# *NEW* Fenix HP15 Ultimate Edition (max 900 lumens)



## kj2 (Jan 6, 2015)

Also released today:
















http://fenixlight.com/ProductMore.aspx?id=158&tid=13&cid=2#


----------



## bearbreeder (Jan 6, 2015)

Basically it has the same specs as the HL55 except it has strobe ... Runtimes and output are very similar

Its instructive to note that the HL55 weights 145g with a 18650 bat while the HP15 would weight ~275g for the same output and runtimes

This actually illustrates the great weight advantage 18650 bats and their associated reduction (no separate bat box) has




Sent from my iPhone using Candlepowerforums


----------



## GnR (Jan 21, 2015)

Unfortunately the best feature of the former version, the cable extension, has gone.


----------



## Woods Walker (Jan 21, 2015)

bearbreeder said:


> Basically it has the same specs as the HL55 except it has strobe ... Runtimes and output are very similar
> 
> Its instructive to note that the HL55 weights 145g with a 18650 bat while the HP15 would weight ~275g for the same output and runtimes
> 
> ...



But I can use the AAs in other things like my camera, GPS etc etc. Everything has it's pros and cons.
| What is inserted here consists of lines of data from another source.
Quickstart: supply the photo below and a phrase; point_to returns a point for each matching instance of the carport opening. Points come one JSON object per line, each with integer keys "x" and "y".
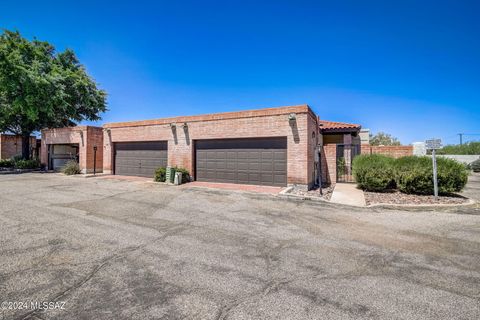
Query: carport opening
{"x": 60, "y": 154}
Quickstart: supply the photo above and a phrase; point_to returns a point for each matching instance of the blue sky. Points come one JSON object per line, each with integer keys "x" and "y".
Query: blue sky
{"x": 410, "y": 68}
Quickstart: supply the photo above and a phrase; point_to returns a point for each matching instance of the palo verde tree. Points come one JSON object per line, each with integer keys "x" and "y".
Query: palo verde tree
{"x": 42, "y": 88}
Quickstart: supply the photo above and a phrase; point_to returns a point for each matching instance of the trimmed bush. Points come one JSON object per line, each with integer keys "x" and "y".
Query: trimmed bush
{"x": 160, "y": 174}
{"x": 374, "y": 172}
{"x": 185, "y": 174}
{"x": 27, "y": 164}
{"x": 71, "y": 168}
{"x": 6, "y": 163}
{"x": 415, "y": 175}
{"x": 475, "y": 165}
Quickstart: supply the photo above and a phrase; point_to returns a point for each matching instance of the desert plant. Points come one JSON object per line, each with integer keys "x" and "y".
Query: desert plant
{"x": 475, "y": 165}
{"x": 6, "y": 163}
{"x": 160, "y": 174}
{"x": 185, "y": 174}
{"x": 415, "y": 175}
{"x": 27, "y": 164}
{"x": 373, "y": 172}
{"x": 71, "y": 168}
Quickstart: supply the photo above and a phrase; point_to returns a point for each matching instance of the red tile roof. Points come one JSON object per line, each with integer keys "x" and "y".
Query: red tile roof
{"x": 337, "y": 126}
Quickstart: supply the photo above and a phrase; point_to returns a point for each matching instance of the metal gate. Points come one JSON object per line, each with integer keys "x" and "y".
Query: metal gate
{"x": 345, "y": 155}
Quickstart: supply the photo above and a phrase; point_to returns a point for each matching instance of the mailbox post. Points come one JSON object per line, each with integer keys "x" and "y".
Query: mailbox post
{"x": 434, "y": 144}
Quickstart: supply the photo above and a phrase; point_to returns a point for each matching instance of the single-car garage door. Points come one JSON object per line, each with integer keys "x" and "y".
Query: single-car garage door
{"x": 140, "y": 158}
{"x": 246, "y": 161}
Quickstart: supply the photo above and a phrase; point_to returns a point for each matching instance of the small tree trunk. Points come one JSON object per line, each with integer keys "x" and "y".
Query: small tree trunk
{"x": 26, "y": 146}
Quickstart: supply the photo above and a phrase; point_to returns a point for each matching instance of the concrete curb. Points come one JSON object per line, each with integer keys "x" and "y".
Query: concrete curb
{"x": 286, "y": 195}
{"x": 19, "y": 171}
{"x": 470, "y": 202}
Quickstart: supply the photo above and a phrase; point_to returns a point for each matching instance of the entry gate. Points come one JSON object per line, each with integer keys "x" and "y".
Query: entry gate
{"x": 345, "y": 155}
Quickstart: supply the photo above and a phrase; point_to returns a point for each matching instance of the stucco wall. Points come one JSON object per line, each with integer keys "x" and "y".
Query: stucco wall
{"x": 11, "y": 145}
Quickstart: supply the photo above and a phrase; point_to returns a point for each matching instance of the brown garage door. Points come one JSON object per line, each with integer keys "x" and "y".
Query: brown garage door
{"x": 247, "y": 161}
{"x": 140, "y": 158}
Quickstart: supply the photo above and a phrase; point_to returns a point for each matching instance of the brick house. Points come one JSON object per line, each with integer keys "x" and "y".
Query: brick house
{"x": 81, "y": 143}
{"x": 339, "y": 141}
{"x": 11, "y": 146}
{"x": 273, "y": 146}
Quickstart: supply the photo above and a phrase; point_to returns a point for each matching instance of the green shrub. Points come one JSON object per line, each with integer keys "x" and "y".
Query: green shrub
{"x": 160, "y": 174}
{"x": 185, "y": 174}
{"x": 466, "y": 148}
{"x": 415, "y": 175}
{"x": 71, "y": 168}
{"x": 374, "y": 172}
{"x": 6, "y": 163}
{"x": 475, "y": 165}
{"x": 27, "y": 164}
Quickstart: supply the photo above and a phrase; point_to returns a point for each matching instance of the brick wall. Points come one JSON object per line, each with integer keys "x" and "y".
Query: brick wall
{"x": 11, "y": 145}
{"x": 329, "y": 163}
{"x": 85, "y": 136}
{"x": 392, "y": 151}
{"x": 249, "y": 124}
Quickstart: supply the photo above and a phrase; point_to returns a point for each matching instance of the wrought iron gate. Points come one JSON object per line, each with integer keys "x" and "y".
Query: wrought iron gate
{"x": 345, "y": 155}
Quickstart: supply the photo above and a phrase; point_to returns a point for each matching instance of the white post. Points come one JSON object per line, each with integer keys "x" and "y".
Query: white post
{"x": 435, "y": 183}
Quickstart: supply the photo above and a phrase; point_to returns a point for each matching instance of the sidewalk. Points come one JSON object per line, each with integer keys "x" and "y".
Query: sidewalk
{"x": 347, "y": 193}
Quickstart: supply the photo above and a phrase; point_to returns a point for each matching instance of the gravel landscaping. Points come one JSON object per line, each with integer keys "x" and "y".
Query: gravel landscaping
{"x": 396, "y": 197}
{"x": 326, "y": 192}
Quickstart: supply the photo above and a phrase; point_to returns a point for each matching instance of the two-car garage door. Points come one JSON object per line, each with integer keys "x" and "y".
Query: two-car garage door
{"x": 259, "y": 161}
{"x": 246, "y": 161}
{"x": 140, "y": 158}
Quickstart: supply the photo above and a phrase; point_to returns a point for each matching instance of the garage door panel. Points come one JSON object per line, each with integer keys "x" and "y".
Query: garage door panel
{"x": 247, "y": 161}
{"x": 140, "y": 158}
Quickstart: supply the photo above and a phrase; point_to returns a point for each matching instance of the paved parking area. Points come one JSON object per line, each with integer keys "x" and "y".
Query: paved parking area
{"x": 113, "y": 249}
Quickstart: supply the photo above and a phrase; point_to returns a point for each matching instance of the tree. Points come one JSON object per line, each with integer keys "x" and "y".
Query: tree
{"x": 41, "y": 88}
{"x": 383, "y": 139}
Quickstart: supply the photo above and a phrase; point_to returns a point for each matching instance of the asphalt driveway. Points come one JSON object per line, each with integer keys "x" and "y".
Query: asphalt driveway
{"x": 111, "y": 249}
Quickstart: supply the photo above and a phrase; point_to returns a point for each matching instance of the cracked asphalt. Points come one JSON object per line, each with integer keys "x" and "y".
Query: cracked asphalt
{"x": 113, "y": 249}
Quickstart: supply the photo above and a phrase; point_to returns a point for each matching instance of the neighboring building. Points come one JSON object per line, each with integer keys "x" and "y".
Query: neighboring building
{"x": 340, "y": 144}
{"x": 11, "y": 146}
{"x": 73, "y": 143}
{"x": 265, "y": 147}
I do wish this had the cable extension.


----------



## hybry (Jul 14, 2015)

bearbreeder said:


> Basically it has the same specs as the HL55 except it has strobe ... Runtimes and output are very similar
> 
> Its instructive to note that the HL55 weights 145g with a 18650 bat while the HP15 would weight ~275g for the same output and runtimes
> 
> ...


I belivethis also has 50% more throw compared to HL55.


----------